In the case of a transaction or a series of related transactions in which an associated person has not and will not receive any selling compensation, a member which has received notice pursuant to paragraph (b) shall provide the associated person prompt written acknowledgment of said notice and may, at its discretion, require the person to adhere to specified conditions in connection with his participation in the transaction.

(e) Definitions

For purposes of this Rule, the following terms shall have the stated meanings:

(1) "Private securities transaction" shall mean any securities transaction outside the regular course or scope of an associated person's employment with a member, including, though not limited to, new offerings of securities which are not registered with the Commission, provided however that transactions subject to the notification requirements of Rule 3050, transactions among immediate family members (as defined in Rule 2790), for which no associated person receives any selling compensation, and personal transactions in investment company and variable annuity securities, shall be excluded.

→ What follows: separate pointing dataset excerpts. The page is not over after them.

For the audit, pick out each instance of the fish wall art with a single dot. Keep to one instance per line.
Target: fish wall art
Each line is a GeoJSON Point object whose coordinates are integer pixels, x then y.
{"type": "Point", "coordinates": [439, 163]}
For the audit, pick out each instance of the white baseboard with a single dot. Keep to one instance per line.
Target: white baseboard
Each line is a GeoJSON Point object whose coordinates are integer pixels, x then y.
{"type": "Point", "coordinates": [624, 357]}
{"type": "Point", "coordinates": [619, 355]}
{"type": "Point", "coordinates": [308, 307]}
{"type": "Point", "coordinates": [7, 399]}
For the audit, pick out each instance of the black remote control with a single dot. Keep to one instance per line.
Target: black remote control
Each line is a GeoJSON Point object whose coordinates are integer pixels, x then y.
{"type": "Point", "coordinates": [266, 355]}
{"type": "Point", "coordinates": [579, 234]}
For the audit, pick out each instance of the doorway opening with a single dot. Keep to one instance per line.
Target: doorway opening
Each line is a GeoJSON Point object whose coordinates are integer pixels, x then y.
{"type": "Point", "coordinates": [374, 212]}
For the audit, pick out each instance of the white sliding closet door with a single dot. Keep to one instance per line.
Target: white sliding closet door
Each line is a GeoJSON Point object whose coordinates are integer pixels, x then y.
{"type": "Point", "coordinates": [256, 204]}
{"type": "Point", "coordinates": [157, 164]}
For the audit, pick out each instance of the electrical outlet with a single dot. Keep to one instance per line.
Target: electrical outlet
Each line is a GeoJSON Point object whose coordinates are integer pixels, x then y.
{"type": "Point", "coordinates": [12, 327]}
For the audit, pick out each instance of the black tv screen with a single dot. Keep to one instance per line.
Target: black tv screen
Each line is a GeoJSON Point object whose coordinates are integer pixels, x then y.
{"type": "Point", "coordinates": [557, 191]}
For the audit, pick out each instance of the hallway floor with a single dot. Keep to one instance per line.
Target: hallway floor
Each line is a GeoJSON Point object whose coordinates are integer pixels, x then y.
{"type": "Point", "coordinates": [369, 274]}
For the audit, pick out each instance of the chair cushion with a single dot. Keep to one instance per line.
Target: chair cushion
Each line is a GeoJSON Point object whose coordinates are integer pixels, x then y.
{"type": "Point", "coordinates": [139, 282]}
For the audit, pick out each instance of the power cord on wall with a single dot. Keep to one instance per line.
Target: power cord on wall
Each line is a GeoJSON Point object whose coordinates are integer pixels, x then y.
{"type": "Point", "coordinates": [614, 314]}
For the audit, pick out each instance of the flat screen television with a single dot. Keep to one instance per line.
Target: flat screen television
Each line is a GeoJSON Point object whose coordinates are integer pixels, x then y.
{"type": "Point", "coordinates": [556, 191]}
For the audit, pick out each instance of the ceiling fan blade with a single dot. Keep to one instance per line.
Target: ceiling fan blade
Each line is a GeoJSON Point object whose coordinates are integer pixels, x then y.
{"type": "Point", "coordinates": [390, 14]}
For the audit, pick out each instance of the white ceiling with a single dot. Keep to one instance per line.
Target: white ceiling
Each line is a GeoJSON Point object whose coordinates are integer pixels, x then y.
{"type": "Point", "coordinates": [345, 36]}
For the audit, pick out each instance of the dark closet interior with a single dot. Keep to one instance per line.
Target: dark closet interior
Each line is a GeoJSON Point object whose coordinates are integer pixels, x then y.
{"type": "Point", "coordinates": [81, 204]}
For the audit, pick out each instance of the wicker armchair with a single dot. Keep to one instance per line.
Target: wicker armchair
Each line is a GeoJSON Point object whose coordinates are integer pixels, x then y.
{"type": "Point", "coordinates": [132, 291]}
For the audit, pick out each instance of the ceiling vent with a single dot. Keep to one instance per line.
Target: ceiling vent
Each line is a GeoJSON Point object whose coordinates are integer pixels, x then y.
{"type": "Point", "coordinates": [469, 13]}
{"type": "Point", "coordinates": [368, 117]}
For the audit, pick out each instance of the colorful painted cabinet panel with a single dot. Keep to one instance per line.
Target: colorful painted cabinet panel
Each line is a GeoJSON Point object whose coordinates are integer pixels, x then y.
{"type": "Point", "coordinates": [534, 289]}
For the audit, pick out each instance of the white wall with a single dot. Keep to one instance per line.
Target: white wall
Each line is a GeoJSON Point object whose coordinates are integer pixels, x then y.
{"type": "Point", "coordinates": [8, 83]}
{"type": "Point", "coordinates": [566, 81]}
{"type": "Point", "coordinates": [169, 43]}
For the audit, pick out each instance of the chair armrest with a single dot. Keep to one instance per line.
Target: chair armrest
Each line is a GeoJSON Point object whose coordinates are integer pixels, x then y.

(2) "Selling compensation" shall mean any compensation paid directly or indirectly from whatever source in connection with or as a result of the purchase or sale of a security, including, though not limited to, commissions; finder's fees; securities or rights to acquire securities; rights of participation in profits, tax benefits, or dissolution proceeds, as a general partner or otherwise; or expense reimbursements.

FINRA Rule 3270: 

Outside Business Activities of Registered Persons 

No registered person may be an employee, independent contractor, sole proprietor, officer, director or partner of another person, or be compensated, or have the reasonable expectation of compensation, from any other person as a result of any business activity outside the scope of the relationship with his or her member firm, unless he or she has provided prior written notice to the member, in such form as specified by the member. Passive investments and activities subject to the requirements of NASD Rule 3040 shall be exempted from this requirement. 

Supplementary Material: 

.01 Obligations of Member Receiving Notice. Upon receipt of a written notice under Rule 3270, a member shall consider whether the proposed activity will: (1) interfere with or otherwise compromise the registered person's responsibilities to the member and/or the member's customers or (2) be viewed by customers or the public as part of the member's business based upon, among other factors, the nature of the proposed activity and the manner in which it will be offered. Based on the member's review of such factors, the member must evaluate the advisability of imposing specific conditions or limitations on a registered person's outside business activity, including where circumstances warrant, prohibiting the activity. A member also must evaluate the proposed activity to determine whether the activity properly is characterized as an outside business activity or whether it should be treated as an outside securities activity subject to the requirements of NASD Rule 3040. A member must keep a record of its compliance with these obligations with respect to each written notice received and must preserve this record for the period of time and accessibility specified in SEA Rule 17a-4(e)(1).